There’s one other Toto that I really should keep in mind, since it’s the one I look at several times a day. This one is a brand name, actually short for Toyo Toki, a Japanese company. They are the world’s biggest manufacturer of… toilets. I’m sure it’s just coincidence that toilet also starts with to (on the page; when it’s spoken, you have to treat the /ɔɪ/ as an ensemble). Anyway, we have two of their very good low-flow toilets (perhaps one for Dorothy, and one for her little dog too). They use barely enough water to melt the Wicked Witch of the West, but they still do their job very well.

Linguistic invasion?

My latest piece for TheWeek.com looks at “foreign” words that have come to be important in our political and military English, and how they got there:

Linguistic invasion! The foreign influence of English’s political and military words

My next article will be about annoying noises people – adults, even – make and should stop making. Do you have any favourites? Let me know today or tomorrow if you can!

bunting

“Bye, baby bunting, Father’s gone a-hunting…”

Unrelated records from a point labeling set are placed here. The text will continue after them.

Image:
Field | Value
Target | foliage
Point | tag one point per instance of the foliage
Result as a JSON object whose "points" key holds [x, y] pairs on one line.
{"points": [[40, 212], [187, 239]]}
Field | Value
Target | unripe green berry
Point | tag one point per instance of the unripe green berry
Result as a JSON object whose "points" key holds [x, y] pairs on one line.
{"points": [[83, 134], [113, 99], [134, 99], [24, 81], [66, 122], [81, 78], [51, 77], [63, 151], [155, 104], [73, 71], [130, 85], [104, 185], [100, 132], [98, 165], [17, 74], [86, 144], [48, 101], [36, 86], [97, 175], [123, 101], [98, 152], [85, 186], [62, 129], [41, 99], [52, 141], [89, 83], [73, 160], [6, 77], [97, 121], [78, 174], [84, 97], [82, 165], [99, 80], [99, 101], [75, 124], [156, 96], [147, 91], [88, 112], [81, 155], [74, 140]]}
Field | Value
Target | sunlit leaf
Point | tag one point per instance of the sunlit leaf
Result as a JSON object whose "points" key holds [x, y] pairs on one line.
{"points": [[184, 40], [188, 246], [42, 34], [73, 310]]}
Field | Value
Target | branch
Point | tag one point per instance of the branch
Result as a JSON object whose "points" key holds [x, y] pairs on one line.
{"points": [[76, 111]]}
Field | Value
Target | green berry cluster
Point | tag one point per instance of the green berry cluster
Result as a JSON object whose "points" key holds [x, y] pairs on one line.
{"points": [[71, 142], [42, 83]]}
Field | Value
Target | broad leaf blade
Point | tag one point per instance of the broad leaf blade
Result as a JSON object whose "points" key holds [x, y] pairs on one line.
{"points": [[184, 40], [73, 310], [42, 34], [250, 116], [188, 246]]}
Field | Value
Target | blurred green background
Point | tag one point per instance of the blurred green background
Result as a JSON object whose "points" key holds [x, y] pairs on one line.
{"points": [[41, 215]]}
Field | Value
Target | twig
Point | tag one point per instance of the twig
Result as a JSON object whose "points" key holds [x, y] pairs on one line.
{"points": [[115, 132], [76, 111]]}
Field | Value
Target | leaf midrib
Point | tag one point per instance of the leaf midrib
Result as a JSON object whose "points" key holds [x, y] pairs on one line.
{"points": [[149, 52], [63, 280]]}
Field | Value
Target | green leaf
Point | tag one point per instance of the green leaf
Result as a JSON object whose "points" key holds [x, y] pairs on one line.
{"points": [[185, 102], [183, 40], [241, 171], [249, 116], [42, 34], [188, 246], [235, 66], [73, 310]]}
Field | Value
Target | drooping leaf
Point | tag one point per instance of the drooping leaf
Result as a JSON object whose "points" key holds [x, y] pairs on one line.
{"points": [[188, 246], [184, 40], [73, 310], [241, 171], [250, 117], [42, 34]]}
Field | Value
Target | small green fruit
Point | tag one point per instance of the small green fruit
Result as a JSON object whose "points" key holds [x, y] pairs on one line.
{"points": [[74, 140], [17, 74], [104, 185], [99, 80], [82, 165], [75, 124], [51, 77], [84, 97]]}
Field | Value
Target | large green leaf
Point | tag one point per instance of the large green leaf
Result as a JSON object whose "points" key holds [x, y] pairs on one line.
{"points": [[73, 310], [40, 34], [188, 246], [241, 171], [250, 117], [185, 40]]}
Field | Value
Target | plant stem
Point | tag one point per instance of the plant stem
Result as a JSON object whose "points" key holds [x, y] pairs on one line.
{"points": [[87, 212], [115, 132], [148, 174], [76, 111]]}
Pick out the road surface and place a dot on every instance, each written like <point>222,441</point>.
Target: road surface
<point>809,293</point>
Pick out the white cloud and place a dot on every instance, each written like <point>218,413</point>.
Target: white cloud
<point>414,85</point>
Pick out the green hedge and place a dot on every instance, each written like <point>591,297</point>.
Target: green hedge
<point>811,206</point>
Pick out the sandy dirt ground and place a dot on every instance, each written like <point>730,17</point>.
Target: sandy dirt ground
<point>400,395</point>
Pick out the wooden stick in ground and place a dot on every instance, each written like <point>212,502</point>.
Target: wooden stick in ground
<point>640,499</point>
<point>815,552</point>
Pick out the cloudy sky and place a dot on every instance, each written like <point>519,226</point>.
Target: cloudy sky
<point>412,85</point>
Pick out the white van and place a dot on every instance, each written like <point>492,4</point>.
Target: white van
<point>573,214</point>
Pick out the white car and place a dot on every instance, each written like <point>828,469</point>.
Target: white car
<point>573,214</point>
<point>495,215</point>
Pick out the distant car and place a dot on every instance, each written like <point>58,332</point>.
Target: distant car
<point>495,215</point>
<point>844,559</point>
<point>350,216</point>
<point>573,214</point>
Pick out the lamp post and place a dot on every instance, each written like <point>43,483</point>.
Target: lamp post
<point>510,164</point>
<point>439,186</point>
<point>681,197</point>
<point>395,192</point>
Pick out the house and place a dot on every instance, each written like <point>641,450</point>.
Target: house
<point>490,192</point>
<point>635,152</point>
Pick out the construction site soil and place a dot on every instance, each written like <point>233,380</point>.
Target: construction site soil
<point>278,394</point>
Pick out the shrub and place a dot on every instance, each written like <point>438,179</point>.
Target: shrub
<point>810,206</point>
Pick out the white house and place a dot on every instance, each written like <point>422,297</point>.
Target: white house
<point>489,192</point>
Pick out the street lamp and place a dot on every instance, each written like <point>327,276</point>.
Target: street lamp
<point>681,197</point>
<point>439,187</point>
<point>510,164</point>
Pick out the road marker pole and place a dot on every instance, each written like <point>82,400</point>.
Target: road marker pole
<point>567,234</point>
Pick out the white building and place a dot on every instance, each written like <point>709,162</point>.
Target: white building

You’ve probably heard or read that one sometime in your life, maybe around the same time as “See-saw, Margery Daw.” It may be the first thing that comes to your mind when you see bunting.

Bunting fits there; there aren’t a whole lot of rhymes for hunting, and this one has a /b/ to work with it, giving a nice bumping, bouncing sound, heavier than banter (or Banting) and less scrunchy than bunching, and sharper than bending. But, now, tell me: what exactly does bunting mean in that rhyme? There are several words bunting, with different meanings and apparently different origins (though they all have in common that the origin is uncertain…).

Perhaps it’s the bunting that refers to a kind of light, shiny fabric used for ribbons and flags and decorations at festivals and political events. These days it can be any of quite a few fabrics, often synthetic, but originally it was a kind of worsted wool. In a political race, the one who had not been bested got to bring out the worsted. But I don’t think that’s the bunting in the rhyme.

I’m pretty sure that the baby in question is not playing baseball, either, unless he’s a Babe Ruth. So we can rule out a relation to that verb bunt that refers to hitting a baseball without swinging the bat.

When a sail bunts, it’s not deflecting a ball; it’s swelling, bellying out in the middle. The word almost seems too hard for such a thing, but there it is: bunting can refer to the bellying or bulging of a sail, net, or similar thing. There is some suggestion that baby bunting may mean the kid is pudgy, perhaps fattening.

Or perhaps the baby is a bird of the family Emberizidae. These various types of buntings are small birds, rather like finches. We can imagine that Margery Daw might be a bird (specifically a daw, of course – wife of Jack Daw?), so perhaps baby bunting is, well, a baby bunting? But then there’s the issue of “Father’s gone a-hunting.” Buntings don’t really go hunting; they eat seeds, and such bugs as they might happen to get (depending on the species of bunting). But you may see a bunting on a hunting trip – as the hunted. In some places (notably around the Mediterranean), they shoot them. So that bye could be a rather permanent bye-bye.